According to Ogonnanya, trade activities thrived at the Seme Border when the CFA franc was weaker compared to the naira.

However, the fluctuating nature of the CFA exchange rate has led to uncertainty and instability in trade transactions, causing a significant downturn in business operations at the border.

“The CFA rate is the reason activities are low here. In those days when the CFA was a little bit down, activities were much there but now that the rate has gone up, it is affecting the business,” Ogonnanya explained.

The unpredictability of the CFA exchange rate has added complexity to trade operations, with importers facing challenges in budgeting and planning due to sudden shifts in currency values.

Ogonnanya highlighted the cascading effects of currency fluctuations, wherein importers incur additional costs as the value of the CFA rises against the naira during the clearance process.

Despite the significant drop in trade activity, Ogonnanya expressed optimism that the situation would gradually improve at the border.

He attributed his optimism to the recent policy interventions by the Central Bank of Nigeria, which have led to the stabilization of the naira and restored confidence among traders.

In addition to currency-related challenges, customs agents cited discrepancies in clearance procedures between Cotonou Port and the Seme Border as a contributing factor to the decline in trade.

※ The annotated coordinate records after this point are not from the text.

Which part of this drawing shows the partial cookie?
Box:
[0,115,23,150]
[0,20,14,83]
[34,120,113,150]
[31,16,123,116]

Importers face additional costs and complexities in clearing goods at both locations, discouraging trade activities and leading to a substantial decrease in business volume.

The decline in trade activity at the Seme Border underscores the urgent need for policy measures to address currency volatility and streamline trade processes.

As stakeholders navigate these challenges, there is a collective call for collaborative efforts between government agencies and industry players to revive cross-border trade and foster economic growth in the region.